Fidelio in Mailand

  • Sagitt meint:


    Vorab, Frau Gerlach, peinlich, wie immer, heute wieder besonders.
    Ansonsten?
    Barenboim machte mehr Tempo als Dramatik, der Schluss so hurtig, dass es klapperte, eine Gefahr, auf die der Sänger Vogt im Interview bereits hingewiesen hatte. Nebenbei waren diese Interviews fast nicht nur belanglos, sondern peinlich (was Barenboim zur Auswahl der Ouvertuere einfiel??!)
    Voigt war ein passender Florestan, eben einer, der nach 2 Jahren Haft geschwächt war (also nicht fett war und mit mächtiger Stimme sang).
    Die Leonore sagte mir nicht so zu, beim dramatischen Quartett und anschließenden Duo rhythmisch nicht ganz sattelfest.
    Die Inszenierung ihrer Rolle fand ich unangemessen, so distanziert, nachdem sie vorher ihr Leben riskiert hatte?
    Die Eröffnung der Skala Saison wurde mit Jubel gefeiert. Die Wiedergabe war nicht maßstäblich. :untertauch:

  • Eine vergebene Chance - man hätte durchaus etwas daraus machen können (die Stimmen - mit einer Ausnahme - hätten es erlaubt).
    Aber so wurde wieder einmal scheußlich inszeniert und nur flott dirigiert. Und nicht zuletzt auch brav gejubelt!


    :no:

  • Rein sängerisch waren die wesentlichen Rollen nach meiner Ansicht gut besetzt. Zwar war die Handlung in dieser Inszenierung nicht direkt entstellt, so dass ich nicht von Verunstaltungstheater reden möchte, aber die Verlegung in die Moderne (Kostüme, Requisiten) um der lieben Mode willen wirkte auf mich teilweise sehr gekünstelt, nicht gekonnt. Das hat den Gesamteindruck erheblich abgeschwächt. Auch hier wieder das in modischen Inszenierungen übliche Phänomen: In dem Duett "O namenlose Freude" ist die Rede "Mein Mann/mein Weib an meiner Brust". Aber wo stehen die Liebenden? Der eine am rechten, der andere am linken Bühnenrand. Ist Liebe heute anders, speziell wenn man sich nach langer Trennung wiedergefunden hat?
    Was hätte man mit diesen Stimmen machen können, wenn man die Handlung in der Zeit belassen hätte, in der sie wirklich spielt! Leider wieder einmal verpasst.
    Auf den Applaus des Premierenpublikums (der aber auch wohl in erster Linie den sängerischen Leistungen, wohl kaum der Inszenierung geschuldet war) darf man ohnehin nicht viel geben, da die geladenen Gäste, die sich hier zeigen müssen, oft nicht unbedingt auch Kenner sind.
    Das Geschwätz Annettes höre ich mir ohnehin nicht mehr an. Ich habe den Ton erst eingeschaltet, als diese offensichtlich ausgeredet hatte. In der Pause habe ich mich außerhalb des Wohnzimmers mit anderen Arbeiten beschäftigt und nur ab und zu darauf geachtet, den Beginn des zweiten Aktes nicht zu verpassen. Beim Applaus konnte ich dann abschalten, bevor Anette wieder zu reden begann.


    Liebe Grüße
    Gerhard

    Regietheater ist die Menge der Inszenierungen von Leuten, die nicht Regie führen können. (Zitat Prof. Christian Lehmann)

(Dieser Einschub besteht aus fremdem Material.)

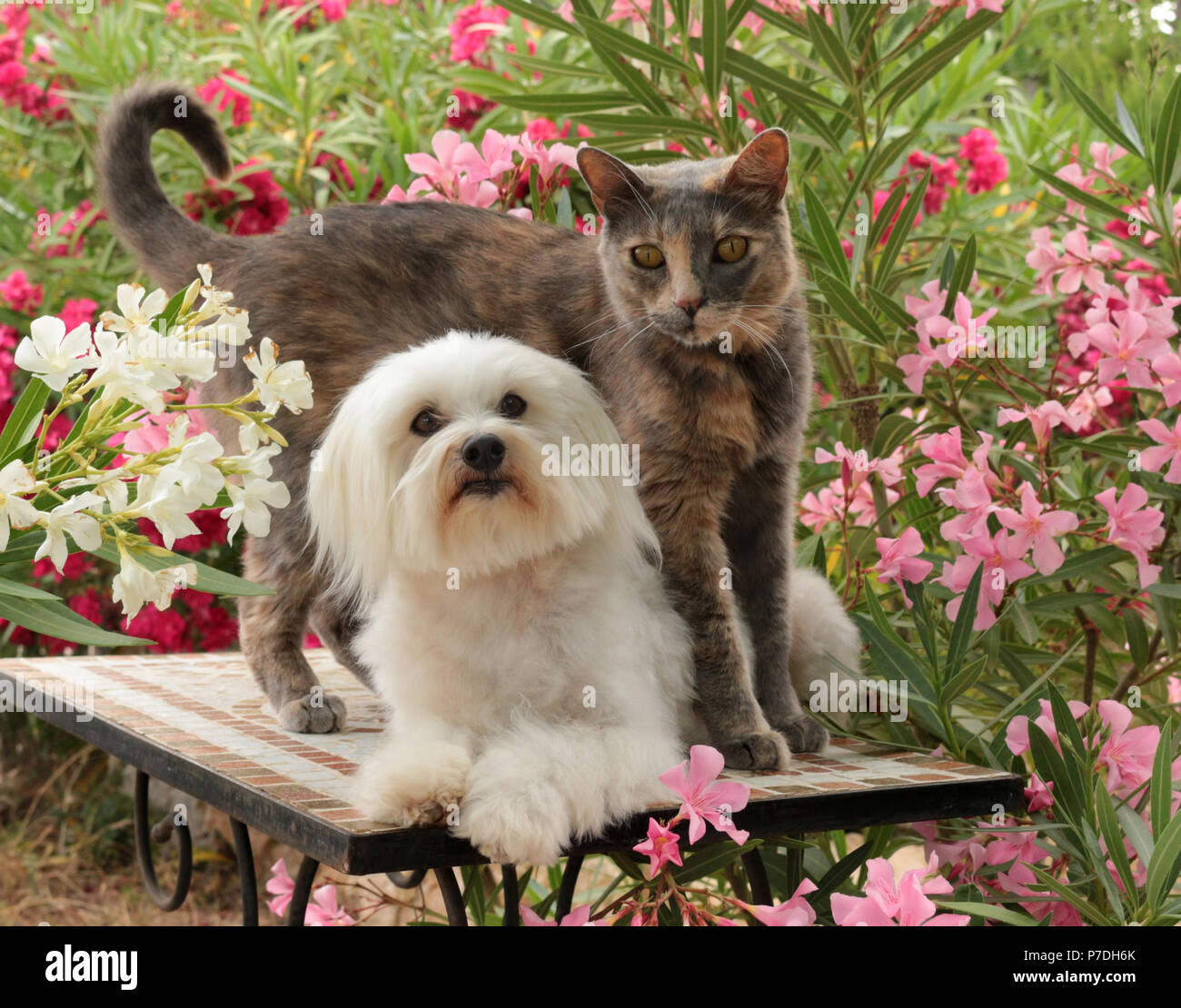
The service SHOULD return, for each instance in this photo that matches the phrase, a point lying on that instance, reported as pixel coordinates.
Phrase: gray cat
(688, 314)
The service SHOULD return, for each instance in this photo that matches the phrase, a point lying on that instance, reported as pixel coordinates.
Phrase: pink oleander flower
(1039, 795)
(1003, 564)
(888, 903)
(578, 917)
(660, 847)
(283, 886)
(794, 913)
(223, 94)
(1042, 420)
(898, 561)
(1128, 753)
(323, 912)
(704, 799)
(1167, 449)
(1134, 528)
(1017, 735)
(1036, 528)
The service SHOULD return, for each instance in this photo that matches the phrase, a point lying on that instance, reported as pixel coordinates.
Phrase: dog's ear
(349, 491)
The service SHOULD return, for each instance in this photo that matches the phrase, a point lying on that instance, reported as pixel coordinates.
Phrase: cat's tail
(169, 246)
(823, 638)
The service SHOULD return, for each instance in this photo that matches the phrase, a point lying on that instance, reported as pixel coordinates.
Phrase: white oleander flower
(251, 504)
(138, 311)
(168, 507)
(134, 586)
(15, 512)
(54, 354)
(121, 375)
(279, 384)
(83, 529)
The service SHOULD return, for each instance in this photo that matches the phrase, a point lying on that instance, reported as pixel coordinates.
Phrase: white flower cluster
(125, 367)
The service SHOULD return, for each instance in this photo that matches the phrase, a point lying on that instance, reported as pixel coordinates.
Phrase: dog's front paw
(412, 786)
(757, 751)
(313, 715)
(803, 735)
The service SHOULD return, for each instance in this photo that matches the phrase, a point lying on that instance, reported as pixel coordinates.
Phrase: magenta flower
(323, 912)
(794, 913)
(1134, 528)
(889, 903)
(1128, 752)
(898, 559)
(282, 886)
(704, 799)
(1167, 449)
(660, 847)
(1037, 528)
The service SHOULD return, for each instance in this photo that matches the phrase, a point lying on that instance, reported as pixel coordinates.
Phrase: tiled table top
(199, 723)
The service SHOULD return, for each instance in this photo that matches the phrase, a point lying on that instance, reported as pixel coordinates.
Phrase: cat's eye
(426, 422)
(511, 405)
(731, 248)
(649, 256)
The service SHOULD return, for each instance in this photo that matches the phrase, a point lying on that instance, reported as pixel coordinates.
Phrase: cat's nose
(483, 452)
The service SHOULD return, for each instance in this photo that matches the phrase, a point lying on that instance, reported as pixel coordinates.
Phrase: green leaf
(961, 630)
(715, 30)
(1095, 114)
(828, 242)
(57, 620)
(991, 912)
(20, 590)
(24, 420)
(209, 578)
(846, 306)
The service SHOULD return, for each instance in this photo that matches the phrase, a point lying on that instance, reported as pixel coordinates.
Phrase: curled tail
(169, 246)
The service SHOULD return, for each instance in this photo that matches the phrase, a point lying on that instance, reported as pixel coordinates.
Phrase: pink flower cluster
(495, 173)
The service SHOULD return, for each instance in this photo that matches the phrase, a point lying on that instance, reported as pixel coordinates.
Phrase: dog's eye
(649, 256)
(426, 422)
(511, 405)
(731, 248)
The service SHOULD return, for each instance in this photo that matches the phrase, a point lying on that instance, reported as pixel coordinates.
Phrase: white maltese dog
(514, 618)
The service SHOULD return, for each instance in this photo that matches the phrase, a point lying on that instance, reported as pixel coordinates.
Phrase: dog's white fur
(540, 680)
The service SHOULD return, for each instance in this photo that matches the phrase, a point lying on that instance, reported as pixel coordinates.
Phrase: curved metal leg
(511, 896)
(162, 831)
(452, 898)
(566, 890)
(244, 855)
(408, 879)
(756, 875)
(307, 869)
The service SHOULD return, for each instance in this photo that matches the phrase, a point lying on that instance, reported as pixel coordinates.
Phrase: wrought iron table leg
(162, 831)
(566, 890)
(511, 896)
(756, 875)
(408, 879)
(307, 869)
(452, 898)
(249, 884)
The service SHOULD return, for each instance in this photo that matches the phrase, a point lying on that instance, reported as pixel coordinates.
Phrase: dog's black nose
(483, 452)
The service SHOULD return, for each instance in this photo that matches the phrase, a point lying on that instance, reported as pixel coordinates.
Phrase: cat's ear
(613, 184)
(762, 165)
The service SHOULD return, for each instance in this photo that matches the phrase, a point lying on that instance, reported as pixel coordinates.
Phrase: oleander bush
(991, 227)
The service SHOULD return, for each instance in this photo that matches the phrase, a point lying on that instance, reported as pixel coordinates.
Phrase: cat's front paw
(412, 786)
(757, 751)
(803, 735)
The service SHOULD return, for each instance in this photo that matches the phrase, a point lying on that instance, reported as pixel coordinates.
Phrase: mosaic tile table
(199, 724)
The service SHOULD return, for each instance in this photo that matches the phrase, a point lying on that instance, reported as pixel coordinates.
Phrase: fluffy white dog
(515, 618)
(516, 622)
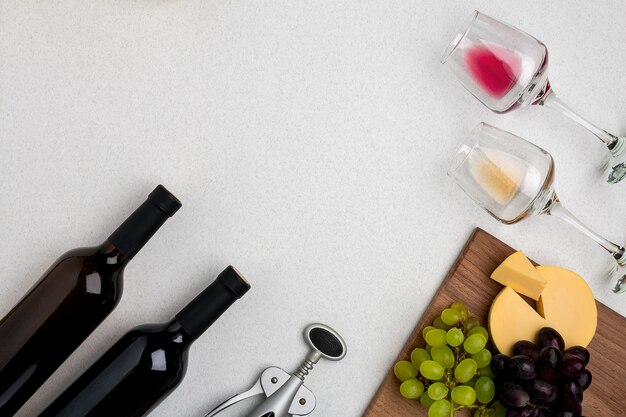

  • Zu dem was Gerhard gesagt hat, gibt es wenig hinzuzufügen. Die Inszenierung bekam von mir als Bieito-Geschädigtem Münchner eine Schulnote von vier Minus und ist deshalb gerade noch akzeptabel. Klaus Florian Vogt war einmal mehr unter aller Kanone, der Rest war zumindest akzeptabel, was aber für die Scala nicht ausreichend ist. Dass man heutzutage immer wieder mit der Ouvertüre rum experimentiert, ist für mich völlig inakzeptabel und hat es von "musikalischen Regietheater ".

  • Frau Gerlach wäre das Beste am gestrigen Abend gewesen hätte sie doch nur den Mund gehalten :) . Bei Frau Kampe geht es mir wie mit Frau Opolais . Die Sängerinnen singen alles richtig berühren mich aber nicht. Der Rest war nicht mehr als Stadttheaterniveau. Sehr gut fand ich den Minister von Peter Mattei und erschreckend schlecht die Leistung von Falk Strukmann. Von der Inszenierung hat mir das Schlusssbild noch am Besten gefallen. Bevor das Regieteam auf die Bühne beim Schlussapplaus auf die Bühne getreten ist hat Arte natürlich abgeschaltet.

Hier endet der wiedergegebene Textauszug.